Now dividing his time between Glasgow and London - where his partner and her son live - he's come a long way since he was a struggling playwright.
"The first five years were really quite tricky, working often enough to pay the bills," says Stephen.
"My bottom line was that if I reached the stage that I had to sign on, then I would look for something else to do.
"I remember having to sell my guitar at one point to pay a bill and then breaking up some kitchen chairs to burn on the fire."
It was only after finding paid TV writing work on The Bill that Stephen was able to relax and pick and choose the theatre and TV projects that interested him.
"Even although technically the demands are different, I found that the way that I'd been writing lends itself to TV.
"I wasn't writing in a high theatrical style," he slurps from an Old Firm mug as if to emphasise the point, "so it was easy to translate that to TV."
His latest challenge is to write a second episode for Doctor Who to be filmed in December for broadcast in series four next spring.
He has a conference call the following day with producers, during which he jokes that he expects to be informed his ideas cost too much.
Having written The Lazarus Experiment, a 45-minute episode last year, Stephen got to hang out with Russell T Davis and David Tennant - the actor he remembers as a "skinny drama student" - and to take his partner's son to the Cardiff set.
"That increased my kudos immensely!" chuckles Stephen.
"It's a bit like getting on a roller coaster.
"It's really exciting at the start, then half way through you're like, oh God, what have I done?
"And then at the end you just want to get straight back and do it again.

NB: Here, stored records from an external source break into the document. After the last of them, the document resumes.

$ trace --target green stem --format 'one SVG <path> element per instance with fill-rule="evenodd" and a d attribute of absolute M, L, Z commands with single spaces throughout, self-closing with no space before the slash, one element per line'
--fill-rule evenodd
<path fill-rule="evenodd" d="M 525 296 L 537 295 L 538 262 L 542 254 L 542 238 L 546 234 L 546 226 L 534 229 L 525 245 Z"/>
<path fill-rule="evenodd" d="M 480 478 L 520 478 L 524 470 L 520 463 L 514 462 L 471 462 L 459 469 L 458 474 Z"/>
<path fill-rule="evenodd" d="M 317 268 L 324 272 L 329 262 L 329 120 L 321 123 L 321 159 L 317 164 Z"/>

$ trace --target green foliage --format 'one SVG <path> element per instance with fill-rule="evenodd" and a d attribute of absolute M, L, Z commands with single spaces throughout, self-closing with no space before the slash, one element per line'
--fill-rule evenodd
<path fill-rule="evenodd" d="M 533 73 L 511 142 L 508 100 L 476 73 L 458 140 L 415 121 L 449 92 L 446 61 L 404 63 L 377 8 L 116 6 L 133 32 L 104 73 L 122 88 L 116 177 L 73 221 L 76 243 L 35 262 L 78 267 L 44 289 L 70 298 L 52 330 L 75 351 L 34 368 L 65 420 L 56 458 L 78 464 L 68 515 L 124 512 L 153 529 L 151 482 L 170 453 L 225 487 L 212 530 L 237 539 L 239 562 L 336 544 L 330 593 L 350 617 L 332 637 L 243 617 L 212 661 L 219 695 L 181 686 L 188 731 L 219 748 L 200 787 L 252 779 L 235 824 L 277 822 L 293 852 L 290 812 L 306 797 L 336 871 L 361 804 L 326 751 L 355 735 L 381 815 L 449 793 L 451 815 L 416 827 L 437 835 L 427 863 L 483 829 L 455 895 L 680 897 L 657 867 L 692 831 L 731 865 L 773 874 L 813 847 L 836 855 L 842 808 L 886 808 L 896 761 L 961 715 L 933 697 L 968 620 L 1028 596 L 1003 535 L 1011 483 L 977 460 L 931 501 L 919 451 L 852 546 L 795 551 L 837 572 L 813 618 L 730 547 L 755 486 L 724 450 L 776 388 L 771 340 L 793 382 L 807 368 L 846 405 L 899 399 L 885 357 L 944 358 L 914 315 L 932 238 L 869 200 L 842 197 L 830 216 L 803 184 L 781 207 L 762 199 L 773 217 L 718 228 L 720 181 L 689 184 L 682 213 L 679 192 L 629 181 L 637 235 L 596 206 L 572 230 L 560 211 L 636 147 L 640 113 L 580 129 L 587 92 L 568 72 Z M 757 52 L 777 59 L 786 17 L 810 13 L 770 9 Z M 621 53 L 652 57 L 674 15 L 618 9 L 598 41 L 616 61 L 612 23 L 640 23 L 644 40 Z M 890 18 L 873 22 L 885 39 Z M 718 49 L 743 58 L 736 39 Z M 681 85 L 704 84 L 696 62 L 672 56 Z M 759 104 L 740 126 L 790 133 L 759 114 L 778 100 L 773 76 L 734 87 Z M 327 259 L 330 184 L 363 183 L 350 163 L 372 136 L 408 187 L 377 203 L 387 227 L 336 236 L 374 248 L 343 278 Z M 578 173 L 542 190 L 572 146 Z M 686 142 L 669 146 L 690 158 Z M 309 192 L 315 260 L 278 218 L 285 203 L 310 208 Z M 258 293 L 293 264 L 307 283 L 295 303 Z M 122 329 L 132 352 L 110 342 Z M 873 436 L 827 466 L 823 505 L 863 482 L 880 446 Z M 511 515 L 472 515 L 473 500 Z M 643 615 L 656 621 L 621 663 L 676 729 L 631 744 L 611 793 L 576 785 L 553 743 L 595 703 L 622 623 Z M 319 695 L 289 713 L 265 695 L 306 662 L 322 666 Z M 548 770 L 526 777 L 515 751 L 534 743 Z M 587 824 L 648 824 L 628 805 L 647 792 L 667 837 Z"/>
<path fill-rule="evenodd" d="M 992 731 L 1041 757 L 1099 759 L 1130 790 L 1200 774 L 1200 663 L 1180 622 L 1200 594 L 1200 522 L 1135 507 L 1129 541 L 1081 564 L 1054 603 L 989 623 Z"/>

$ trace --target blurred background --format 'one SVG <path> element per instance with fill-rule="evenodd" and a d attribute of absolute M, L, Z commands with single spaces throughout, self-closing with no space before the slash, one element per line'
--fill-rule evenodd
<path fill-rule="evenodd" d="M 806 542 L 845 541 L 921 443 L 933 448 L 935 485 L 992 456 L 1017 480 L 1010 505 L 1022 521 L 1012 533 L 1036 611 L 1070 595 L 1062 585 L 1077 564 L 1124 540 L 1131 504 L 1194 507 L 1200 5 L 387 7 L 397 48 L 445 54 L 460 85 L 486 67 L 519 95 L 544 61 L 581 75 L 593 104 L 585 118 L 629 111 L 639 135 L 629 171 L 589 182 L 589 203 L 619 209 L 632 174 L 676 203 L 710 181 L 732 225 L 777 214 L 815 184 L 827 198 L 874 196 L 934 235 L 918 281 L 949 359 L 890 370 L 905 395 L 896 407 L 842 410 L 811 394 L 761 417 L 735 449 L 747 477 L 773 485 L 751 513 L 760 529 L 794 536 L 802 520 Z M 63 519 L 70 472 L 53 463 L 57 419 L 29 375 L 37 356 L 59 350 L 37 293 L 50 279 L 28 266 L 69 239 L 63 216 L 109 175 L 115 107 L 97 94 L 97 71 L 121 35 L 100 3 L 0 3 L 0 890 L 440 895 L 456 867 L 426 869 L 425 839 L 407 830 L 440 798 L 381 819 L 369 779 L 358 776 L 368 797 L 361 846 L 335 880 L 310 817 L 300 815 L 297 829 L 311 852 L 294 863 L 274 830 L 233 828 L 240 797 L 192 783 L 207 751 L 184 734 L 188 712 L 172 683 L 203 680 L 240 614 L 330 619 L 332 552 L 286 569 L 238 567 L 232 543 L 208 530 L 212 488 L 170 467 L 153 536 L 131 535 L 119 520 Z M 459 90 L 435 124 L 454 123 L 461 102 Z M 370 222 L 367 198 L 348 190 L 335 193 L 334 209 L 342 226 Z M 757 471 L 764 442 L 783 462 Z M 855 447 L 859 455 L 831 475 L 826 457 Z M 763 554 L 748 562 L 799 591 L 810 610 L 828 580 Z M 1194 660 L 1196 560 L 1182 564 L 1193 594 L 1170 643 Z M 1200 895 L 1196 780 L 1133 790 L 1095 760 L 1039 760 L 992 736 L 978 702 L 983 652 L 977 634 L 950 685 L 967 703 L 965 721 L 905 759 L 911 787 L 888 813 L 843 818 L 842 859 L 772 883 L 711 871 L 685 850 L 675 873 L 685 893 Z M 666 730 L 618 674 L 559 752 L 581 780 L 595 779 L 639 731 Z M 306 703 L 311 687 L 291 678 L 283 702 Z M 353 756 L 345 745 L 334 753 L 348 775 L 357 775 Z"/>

"There's such a family feel on set that you feel like you've been taken under their wing."
The next challenge is to write a pilot of a Saturday night drama series, again for production company Red Planet, again at the behest of the BBC, although he's not able to disclose much about this project.
Born in Fauldhouse, West Lothian, Stephen has a busy six months ahead, plotting sci-fi adventure stories, adaptations and drama ideas that come his way.
And having flitted between South Side flats since coming to Glasgow over two decades ago, he doesn't have to tune into Shieldinch to see reminders of his work.
"I remember I came to view this flat and the woman selling it said do you know that this was in Glasgow Kiss?
"And I told her I wrote it.
"I started out renting in Langside Road, so in my immense progression from student life to this I've moved about 40 yards down the road!"